I think these deserve their own categories in your terminology, because they overlap—technical alignment could be limited to making AGIs that follow instructions. I have been thinking about this a lot. I agree with your analysis that this is what people will probably do, for economic reasons; but I think there are powerful practical reasons that this is much easier than full value alignment, which will be a valuable excuse to align it to follow instructions from its creators. I recently wrote up that logic. This conclusion raises another problem that I think deserves to join the flock of related alignment problems: the societal alignment problem. If some humans have AGIs aligned to their values (likely through their intent/instructions), how can we align society to avoid resulting disasters from AGI-powered conflict?
P6: Ensuring that AI systems lead to desirable systemic and long term outcomes
Best term in use: I don’t think there is one.
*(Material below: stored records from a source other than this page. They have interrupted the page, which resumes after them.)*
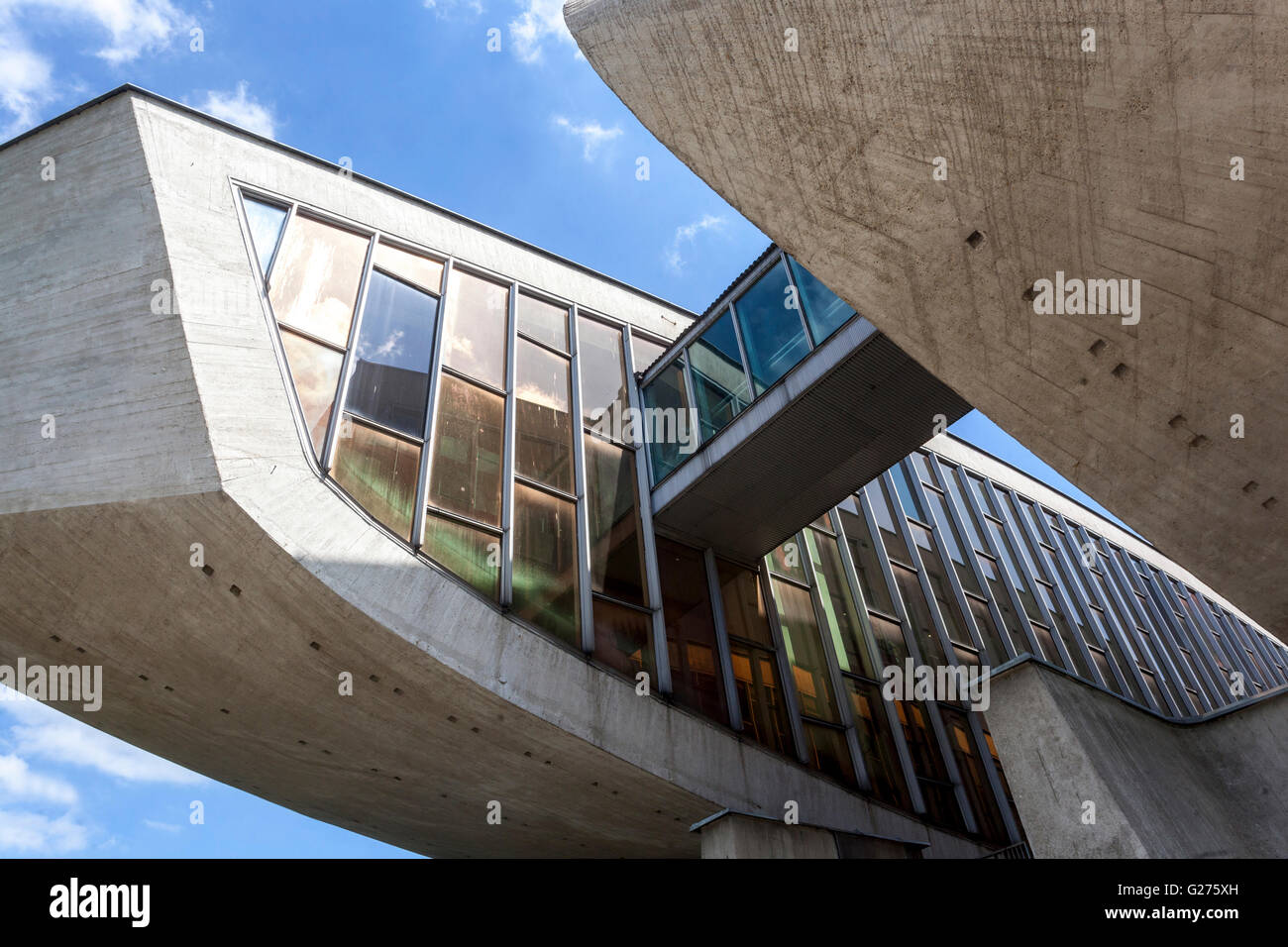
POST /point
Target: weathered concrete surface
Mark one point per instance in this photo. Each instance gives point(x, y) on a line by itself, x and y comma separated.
point(1107, 163)
point(1160, 789)
point(175, 429)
Any ideas?
- quiet_NaN 23 May 2024 10:40 UTC
  1 point
  0
  Parent
  The deliberately clumsy term “AInotkilleveryoneism” seems good for this, in any context you can get away with it.
  Hard disagree. The position “AI might kill all humans in the near future” is still quite some inferential distance away from the mainstream even if presented in a respectable academic veneer.
  We do not have weirdness points to spend on deliberately clumsy terms, even on LW. Journalists (when they are not busy doxxing people) can read LW too, and if they read that the worry about AI as an extinction risk is commonly called notkilleveryoneism they are orders of magnitude less likely to take us serious, and being taken serious by the mainstream might be helpful for influencing policy.
  We could probably get away with using that term ten pages deep into some glowfic, but anywhere else ‘AI as an extinction risk’ seems much better.
  - Seth Herd 28 May 2024 0:08 UTC
    2 points
    0
    Parent
    I think you’re right. Unfortunately I’m not sure “AI as an extinction risk” is much better. It’s still a weird thing to posit, by standard intuitions.